Speaking to Washington Blade on Friday, Angela Brown Burke, Mayor of Kingston, confirmed that she would speak at the Pride’s opening ceremony this past weekend.

“I come from the point of view that I, as mayor, have a responsibility to all the individuals of Kingston,” she said.

“There are individuals who are minorities who have been struggling in terms of their identity and finding their own space. It is important for us to provide safe spaces for them,” explained Burke.

The country’s Justice Minister, Mark Golding, also issued a statement expressing his backing of Jamaica Pride.

While admitting that many Jamaicans are opposed to and are uncomfortable with “non-heterosexual forms of behavioural expression,” he believes that “the views of the Jamaican society are evolving towards greater tolerance and against violence and other forms of intimidation and discrimination.”

“…as the LGBT community embarks on a week of activities to build awareness of the rights and needs of their members, I urge all Jamaicans to respect their right to do so in peace, and hope that the week’s activities will further the goal of making Jamaica a place where ‘Out of Many, One People’ is a fundamental guiding principle by which we all abide,” he said.
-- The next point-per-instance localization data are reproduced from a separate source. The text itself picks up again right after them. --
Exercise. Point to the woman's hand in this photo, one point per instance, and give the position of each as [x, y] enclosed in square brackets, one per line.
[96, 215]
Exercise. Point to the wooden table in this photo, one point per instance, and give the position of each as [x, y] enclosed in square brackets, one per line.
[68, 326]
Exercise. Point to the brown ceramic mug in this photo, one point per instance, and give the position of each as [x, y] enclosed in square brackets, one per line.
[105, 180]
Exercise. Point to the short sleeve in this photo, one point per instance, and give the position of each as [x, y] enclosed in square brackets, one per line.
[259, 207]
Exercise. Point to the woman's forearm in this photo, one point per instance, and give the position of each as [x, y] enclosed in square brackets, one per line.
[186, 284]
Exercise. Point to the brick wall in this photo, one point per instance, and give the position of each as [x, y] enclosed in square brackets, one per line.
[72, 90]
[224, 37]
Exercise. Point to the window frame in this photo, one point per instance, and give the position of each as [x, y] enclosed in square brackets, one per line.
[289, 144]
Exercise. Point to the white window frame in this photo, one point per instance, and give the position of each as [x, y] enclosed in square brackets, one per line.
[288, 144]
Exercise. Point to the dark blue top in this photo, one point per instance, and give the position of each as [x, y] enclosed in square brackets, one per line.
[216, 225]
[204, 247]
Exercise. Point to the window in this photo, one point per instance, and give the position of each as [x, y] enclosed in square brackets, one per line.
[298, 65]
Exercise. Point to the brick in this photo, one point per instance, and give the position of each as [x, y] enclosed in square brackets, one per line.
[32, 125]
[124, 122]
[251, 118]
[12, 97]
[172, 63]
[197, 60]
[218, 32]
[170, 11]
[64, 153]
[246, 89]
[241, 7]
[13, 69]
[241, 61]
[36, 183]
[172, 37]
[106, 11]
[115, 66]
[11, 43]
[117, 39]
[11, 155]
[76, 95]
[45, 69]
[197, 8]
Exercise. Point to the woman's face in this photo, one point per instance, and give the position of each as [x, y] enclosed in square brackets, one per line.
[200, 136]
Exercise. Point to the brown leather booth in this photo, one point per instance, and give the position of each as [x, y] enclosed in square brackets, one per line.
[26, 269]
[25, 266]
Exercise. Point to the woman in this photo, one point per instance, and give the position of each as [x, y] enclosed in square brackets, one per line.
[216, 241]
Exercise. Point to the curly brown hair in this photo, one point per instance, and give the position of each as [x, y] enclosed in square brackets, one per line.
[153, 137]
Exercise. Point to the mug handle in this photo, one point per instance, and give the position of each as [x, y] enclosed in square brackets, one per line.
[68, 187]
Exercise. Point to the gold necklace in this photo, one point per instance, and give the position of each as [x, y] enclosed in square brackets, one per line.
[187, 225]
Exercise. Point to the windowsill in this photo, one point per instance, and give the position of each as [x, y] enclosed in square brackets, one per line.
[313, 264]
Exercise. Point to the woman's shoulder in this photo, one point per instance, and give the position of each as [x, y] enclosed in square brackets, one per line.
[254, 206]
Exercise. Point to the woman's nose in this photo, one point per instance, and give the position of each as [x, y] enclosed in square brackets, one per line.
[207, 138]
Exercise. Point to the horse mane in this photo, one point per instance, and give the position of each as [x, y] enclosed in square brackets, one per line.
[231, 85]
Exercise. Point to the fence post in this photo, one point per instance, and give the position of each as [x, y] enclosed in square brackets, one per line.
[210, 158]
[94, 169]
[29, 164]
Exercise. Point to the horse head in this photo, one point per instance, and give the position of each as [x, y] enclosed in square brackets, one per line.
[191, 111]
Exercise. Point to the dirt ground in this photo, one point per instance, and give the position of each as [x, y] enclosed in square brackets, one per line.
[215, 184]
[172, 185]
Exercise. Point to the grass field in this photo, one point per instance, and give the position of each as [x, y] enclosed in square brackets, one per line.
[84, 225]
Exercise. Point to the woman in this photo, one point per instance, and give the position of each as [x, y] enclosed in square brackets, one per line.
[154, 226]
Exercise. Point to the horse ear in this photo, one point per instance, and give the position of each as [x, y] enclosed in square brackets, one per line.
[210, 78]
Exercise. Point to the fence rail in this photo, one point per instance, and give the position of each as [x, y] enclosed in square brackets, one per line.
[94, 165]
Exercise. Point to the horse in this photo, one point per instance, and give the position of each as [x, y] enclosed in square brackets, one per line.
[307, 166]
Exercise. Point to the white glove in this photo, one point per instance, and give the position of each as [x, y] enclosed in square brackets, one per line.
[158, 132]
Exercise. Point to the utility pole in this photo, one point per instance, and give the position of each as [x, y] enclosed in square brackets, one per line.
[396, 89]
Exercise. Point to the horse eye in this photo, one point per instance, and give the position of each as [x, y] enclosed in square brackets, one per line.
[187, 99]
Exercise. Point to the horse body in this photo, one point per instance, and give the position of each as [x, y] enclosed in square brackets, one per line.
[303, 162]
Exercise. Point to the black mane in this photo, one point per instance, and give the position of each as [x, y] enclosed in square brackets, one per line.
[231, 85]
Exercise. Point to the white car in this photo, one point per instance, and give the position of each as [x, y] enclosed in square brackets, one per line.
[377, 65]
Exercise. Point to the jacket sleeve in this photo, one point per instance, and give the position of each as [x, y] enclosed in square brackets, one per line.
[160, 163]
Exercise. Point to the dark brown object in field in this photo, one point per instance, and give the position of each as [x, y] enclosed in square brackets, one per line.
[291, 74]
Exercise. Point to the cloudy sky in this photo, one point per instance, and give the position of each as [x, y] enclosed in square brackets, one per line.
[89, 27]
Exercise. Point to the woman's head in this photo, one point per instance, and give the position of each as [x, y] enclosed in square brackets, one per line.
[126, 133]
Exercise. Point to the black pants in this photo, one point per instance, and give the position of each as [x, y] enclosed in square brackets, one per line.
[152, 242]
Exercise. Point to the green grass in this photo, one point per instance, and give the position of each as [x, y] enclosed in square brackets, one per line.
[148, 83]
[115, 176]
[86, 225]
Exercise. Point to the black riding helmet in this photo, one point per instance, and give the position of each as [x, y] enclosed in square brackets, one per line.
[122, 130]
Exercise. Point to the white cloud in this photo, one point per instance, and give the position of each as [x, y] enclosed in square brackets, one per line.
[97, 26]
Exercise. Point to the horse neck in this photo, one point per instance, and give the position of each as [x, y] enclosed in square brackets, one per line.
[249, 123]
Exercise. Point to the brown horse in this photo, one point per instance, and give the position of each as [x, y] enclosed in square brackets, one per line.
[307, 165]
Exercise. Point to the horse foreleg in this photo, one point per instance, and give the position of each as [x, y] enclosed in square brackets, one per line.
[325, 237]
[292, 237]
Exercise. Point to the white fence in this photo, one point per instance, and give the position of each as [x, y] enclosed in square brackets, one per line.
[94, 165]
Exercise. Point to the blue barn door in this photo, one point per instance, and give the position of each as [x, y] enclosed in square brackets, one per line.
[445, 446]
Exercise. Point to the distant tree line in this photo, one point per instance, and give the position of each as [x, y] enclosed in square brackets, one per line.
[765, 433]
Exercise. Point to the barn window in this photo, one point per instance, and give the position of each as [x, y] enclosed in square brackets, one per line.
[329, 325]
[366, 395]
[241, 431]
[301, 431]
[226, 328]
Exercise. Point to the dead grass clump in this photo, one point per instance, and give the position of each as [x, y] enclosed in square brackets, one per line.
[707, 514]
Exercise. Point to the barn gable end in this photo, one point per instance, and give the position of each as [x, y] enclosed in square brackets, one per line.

Jamaica Pride kicked off on Saturday and will run until this Thursday. In addition to the opening ceremony, it will include a symposium, a cultural show, a flash mob, sporting activities, a trade show for LGBT businesses, and a party.

Dane Lewis, Executive Director of J-FLAG, which is organising the event, earlier confirmed that a Pride march or parade would not be held this year because “Jamaica is not ready for such an event.”

The country has seen a number of horror mob attacks on LGBT people in recent years, including the murder of 17-year-old Dwayne Jones in 2013 and the stoning to death of a man said to be gay.

In a damning report last year, Human Rights Watch found that “LGBT people in Jamaica face intolerable levels of violence” and are taunted, threatened, fired from their jobs, thrown out of their homes, beaten, stoned, raped, or killed.

In 2011, before she took office, Prime Minister Portia Simpson-Miller said that she opposed discrimination against LGBT people and indicated a willingness to review the country’s criminalisation of homosexuality, but has since taken no action.

According to Section 76 of the Jamaican Offences Against the Person Act of 1864, a maximum sentence of 10 years can be issued for committing the crime of “buggery”.